Proposed Repeal, Amendments TNRCC proposed to repeal existing Chapter 284 regarding the regulation of certain on-site sewage facilities. The requirements are addressed in Chapter 285, which would not be revised. The Commission also proposed amendments to Chapter 117, Control of Air Pollution from Nitrogen Compounds, to reduce emissions from cement kilns and electric utility power boilers and stationary turbines located in 34 ozone attainment counties in east and central Texas. In addition, TNRCC proposed adoption on a statewide basis of the California Low Emission Vehicle Rule. For details, see http://www.tnrcc.state.tx.us/oprd/rules/propadop.html.
Rule Readoption Reviews TNRCC requested comments regarding Chapter 11, Contracts, in accordance with statutes that require state agencies to review and consider for readoption each of their rules every four years. Comments (Rule Log No. 99047-011-AD) should be received by Jan. 18, 2000. In addition, TNRCC is seeking comment regarding Chapter 284, Private Sewage Facilities.

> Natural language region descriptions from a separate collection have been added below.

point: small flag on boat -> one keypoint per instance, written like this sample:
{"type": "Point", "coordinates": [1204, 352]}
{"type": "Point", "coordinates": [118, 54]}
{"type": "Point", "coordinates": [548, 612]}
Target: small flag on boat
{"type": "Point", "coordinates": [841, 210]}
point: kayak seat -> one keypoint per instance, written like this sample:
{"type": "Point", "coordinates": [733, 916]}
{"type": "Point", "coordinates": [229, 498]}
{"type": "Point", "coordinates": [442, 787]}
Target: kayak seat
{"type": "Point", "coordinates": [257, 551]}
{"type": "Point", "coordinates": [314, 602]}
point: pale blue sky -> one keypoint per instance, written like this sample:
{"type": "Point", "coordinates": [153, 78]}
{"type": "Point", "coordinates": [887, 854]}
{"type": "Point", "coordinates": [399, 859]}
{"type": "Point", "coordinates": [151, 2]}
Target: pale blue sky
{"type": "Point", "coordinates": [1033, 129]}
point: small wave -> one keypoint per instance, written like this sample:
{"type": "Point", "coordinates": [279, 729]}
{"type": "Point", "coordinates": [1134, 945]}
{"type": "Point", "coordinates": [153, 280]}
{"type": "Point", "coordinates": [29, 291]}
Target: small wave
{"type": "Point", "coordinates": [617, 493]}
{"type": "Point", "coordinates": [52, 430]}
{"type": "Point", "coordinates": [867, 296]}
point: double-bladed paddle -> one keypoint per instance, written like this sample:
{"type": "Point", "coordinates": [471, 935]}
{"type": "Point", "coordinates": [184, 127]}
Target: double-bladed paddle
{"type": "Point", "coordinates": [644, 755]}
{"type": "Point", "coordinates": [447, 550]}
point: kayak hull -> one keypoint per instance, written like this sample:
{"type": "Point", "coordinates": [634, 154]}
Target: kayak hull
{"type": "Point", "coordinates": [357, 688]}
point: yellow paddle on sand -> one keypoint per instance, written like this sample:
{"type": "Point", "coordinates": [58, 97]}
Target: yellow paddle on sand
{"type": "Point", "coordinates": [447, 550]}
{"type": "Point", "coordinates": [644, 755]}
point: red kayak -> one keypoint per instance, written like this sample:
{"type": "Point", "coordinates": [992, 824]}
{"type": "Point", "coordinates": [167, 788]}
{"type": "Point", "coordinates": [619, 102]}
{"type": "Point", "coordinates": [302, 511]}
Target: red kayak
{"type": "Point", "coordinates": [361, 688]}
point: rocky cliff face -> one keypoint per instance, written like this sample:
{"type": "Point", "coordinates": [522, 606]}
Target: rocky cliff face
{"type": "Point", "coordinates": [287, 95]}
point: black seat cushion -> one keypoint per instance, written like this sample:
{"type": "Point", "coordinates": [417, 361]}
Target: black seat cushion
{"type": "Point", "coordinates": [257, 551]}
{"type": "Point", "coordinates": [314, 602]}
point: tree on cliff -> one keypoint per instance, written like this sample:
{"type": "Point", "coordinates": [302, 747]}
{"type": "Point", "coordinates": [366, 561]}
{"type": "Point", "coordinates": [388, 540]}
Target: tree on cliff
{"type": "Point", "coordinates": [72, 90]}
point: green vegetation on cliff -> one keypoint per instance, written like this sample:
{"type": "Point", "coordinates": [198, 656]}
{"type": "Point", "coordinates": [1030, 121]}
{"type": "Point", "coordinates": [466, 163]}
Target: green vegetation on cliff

Comments (Rule Log No. 99067-284- WT) must be submitted by Jan. 18, 2000.
Proposed Total Maximum Daily Loads (TMDL) TNRCC has released for public comment a report recommending a TMDL for dissolved nickel in the Houston Ship Channel System. Comments should reference Rule Log. No. 98061-TML-WT and be submitted by Jan. 18, 2000.
Department of Ecology
Proposed Rule Amendments Ecology proposed amendments to rules for the Model Toxics Control Act, public participation grants, and remedial action grants. Comments must be submitted by Jan. 17, 2000. In addition, Ecology has proposed amendments to Chapter 173-230 WAC, Certification of Operators of Wastewater Treatment Plants. Comments are due by Jan. 17, 2000.
Department of Environmental Quality
Proposed Regulations; Air Quality The Air Quality Advisory Board will meet on Jan. 6, 2000 to consider changes to Chapter 6, Permitting Requirements (regarding operating permits) and Chapter 7, Monitoring Regulations (concerning compliance assurance monitoring). The proposal may be located at http://deq.state.wy.us/aqd.htm.
Draft Nonpoint Source Management Plan A draft revision to the Nonpoint Source Management Plan is available for written comment through Feb. 22, 2000. It may be viewed or downloaded from the DEQ’s web site at http://deq.state.wy.us. Oral comments may be presented at the meeting of the Wyoming Water and Waste Advisory Board on Feb. 24, 2000.
Proposed Regulations; Water Quality Comments may be submitted through Jan. 7, 2000, on proposed changes to the Water Quality Division Regulations, Chapter 1, Surface Water Quality Standards. The Board intends to take final action at their Feb. 24, 2000 meeting.
Special Meeting The Water and Waste Advisory Board of the DEQ will hold a special meeting on Jan. 7, 2000, to consider possible changes to Appendix B of Chapter 1 to address site specific conditions for coalbed methane discharges in the Powder River Basin of Wyoming.